58. Franz Brentano - On the Future of Philosophy

With apologetic-critical consideration of Adolf Exner's inauguration speech "On Political Education" as Rector of the University of Vienna. Vienna 1893

Brentano emphasizes that he was one of the first to say: "The method of philosophy is no other than that of the natural sciences." In this pamphlet, he makes the fate of philosophy in the future dependent on the general recognition of this principle. We must recognize in this the signature of an unphilosophical way of thinking. The extension of the scientific approach to certain areas, such as psychology, can provide nothing more than an increase in the natural sciences, an expansion of the latter with new content, but never philosophy. Wundt's experimental psychology is a scientific, not a philosophical chapter. Philosophy cannot content itself with collecting and systematizing experiences; it must go one step deeper and ask: what does experience mean at all; what value does it have? Only through philosophical thinking can the truths of experience be put in the right light. Those who know how to look at something with the right concept will see it from a completely different side than those who simply let it affect them. But we can never experience concepts. They must be generated in thought. Haeckel would never have arrived at the basic ontogenetic law if he had not conceived it freely in thought (through intuition). It is quite futile to simply observe the facts. We must place them under certain aspects. Even mere experimentation is not enough. Without guiding ideas, it remains only an artificially produced object of observation. Even if we have produced the conditions of a phenomenon ourselves in the experiment and therefore know exactly the relationship between the condition and the conditional, we still learn nothing about the nature of this relationship.

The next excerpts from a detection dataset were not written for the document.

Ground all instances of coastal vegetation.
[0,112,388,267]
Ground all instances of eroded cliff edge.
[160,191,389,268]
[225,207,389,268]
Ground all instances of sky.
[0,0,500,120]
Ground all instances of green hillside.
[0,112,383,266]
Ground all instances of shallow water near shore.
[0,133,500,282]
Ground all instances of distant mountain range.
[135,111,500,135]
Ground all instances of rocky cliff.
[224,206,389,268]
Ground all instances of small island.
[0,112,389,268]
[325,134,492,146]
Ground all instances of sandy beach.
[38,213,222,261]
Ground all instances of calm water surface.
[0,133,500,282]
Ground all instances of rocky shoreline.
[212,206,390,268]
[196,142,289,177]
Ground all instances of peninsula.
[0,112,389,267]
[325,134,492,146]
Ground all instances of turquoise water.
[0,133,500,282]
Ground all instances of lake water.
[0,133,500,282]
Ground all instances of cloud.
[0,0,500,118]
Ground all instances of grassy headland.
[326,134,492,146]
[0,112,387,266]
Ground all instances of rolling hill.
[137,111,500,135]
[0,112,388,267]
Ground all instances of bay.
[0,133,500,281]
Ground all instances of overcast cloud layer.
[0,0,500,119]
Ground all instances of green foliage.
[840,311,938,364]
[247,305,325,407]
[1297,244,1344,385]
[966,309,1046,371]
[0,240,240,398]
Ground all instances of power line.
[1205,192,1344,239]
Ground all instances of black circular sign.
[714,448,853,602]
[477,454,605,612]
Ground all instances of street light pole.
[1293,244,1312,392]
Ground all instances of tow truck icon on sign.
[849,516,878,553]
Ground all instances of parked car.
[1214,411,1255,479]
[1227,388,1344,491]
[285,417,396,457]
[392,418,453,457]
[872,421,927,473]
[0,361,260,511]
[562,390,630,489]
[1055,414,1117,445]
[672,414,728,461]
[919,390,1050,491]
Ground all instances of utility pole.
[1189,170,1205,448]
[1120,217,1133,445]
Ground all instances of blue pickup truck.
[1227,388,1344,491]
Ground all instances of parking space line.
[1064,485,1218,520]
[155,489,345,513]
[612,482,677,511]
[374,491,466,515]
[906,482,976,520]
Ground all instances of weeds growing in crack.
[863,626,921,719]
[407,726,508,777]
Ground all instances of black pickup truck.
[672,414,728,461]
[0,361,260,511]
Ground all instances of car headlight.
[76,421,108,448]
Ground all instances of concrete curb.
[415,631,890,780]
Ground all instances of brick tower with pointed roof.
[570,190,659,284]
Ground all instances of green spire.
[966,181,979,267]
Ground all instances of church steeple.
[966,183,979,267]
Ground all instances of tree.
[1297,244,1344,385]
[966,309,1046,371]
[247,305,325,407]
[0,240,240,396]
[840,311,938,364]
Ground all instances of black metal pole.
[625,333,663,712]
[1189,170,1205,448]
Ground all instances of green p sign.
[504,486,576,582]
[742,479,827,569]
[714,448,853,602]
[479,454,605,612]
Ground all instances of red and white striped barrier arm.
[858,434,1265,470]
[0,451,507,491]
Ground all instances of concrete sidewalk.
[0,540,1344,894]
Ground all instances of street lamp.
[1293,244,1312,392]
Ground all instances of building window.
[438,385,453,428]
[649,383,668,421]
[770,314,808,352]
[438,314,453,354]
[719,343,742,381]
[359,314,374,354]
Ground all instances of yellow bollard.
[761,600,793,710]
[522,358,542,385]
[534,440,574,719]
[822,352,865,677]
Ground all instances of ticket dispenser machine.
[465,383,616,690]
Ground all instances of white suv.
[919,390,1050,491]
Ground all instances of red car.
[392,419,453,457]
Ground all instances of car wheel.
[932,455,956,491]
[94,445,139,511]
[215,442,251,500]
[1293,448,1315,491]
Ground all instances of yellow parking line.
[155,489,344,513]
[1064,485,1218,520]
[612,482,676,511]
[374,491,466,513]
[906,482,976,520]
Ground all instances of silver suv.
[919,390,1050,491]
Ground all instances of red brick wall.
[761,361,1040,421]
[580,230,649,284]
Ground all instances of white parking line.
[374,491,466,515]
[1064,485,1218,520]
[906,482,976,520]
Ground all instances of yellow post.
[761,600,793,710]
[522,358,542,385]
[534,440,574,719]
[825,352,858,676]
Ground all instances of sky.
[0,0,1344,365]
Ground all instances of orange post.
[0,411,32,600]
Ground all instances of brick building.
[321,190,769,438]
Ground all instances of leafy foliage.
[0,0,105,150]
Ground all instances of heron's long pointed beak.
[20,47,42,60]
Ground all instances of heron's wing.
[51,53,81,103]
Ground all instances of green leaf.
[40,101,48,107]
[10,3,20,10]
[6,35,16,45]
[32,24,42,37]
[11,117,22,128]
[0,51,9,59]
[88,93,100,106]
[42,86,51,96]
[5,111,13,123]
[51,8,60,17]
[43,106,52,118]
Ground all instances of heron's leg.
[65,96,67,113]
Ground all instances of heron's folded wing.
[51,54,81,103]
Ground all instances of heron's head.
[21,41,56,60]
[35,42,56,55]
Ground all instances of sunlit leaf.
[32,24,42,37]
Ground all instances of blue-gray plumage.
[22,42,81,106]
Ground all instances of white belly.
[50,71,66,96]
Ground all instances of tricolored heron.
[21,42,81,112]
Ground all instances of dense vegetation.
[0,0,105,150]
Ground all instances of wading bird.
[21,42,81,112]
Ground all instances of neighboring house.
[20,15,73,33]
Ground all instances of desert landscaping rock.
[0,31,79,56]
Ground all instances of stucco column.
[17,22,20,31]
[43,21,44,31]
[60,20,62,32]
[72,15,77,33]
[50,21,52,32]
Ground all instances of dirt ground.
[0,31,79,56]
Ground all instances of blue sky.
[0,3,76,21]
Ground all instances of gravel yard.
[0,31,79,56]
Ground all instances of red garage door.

In pure mathematics we have an example of how we can really come to recognize this essence. This is the case because here we are dealing with objects that we do not look at from the outside, but that we completely generate ourselves. In contrast to experiential knowledge, pure mathematics can be regarded as a realization of the essence of its objects. It can therefore rightly serve as a model for philosophy. The latter must only overcome the one-sidedness of mathematical judgment. This one-sidedness lies in the abstract character of mathematical truths. They are merely formal. They are based on mere concepts of proportion. If we are able to create entities ourselves which have a real content, then we obtain a science not merely of forms, as mathematics is, but of essences, as philosophy is supposed to be. The supreme entity of this kind is the "I". This: cannot be found through experience, but can only be generated through free intuition. Whoever is able to generate this intuition soon realizes that he has not carried out an act of his individual, random consciousness, but a cosmic process: he has overcome the opposition of subject and object; he has found the substantive world in himself, but also himself in the world. From then on, he no longer looks at things as an outsider, but as one who stands within them. At this moment, he has become a philosopher. Philosophy wants to experience things, not merely observe them like empirical science. This is a fundamental difference. Anyone who does not admit it and simply wants to apply the scientific method to philosophy has no concept of the latter. For me, the general acceptance of Brentano's theorem would be tantamount to the general decline of philosophy.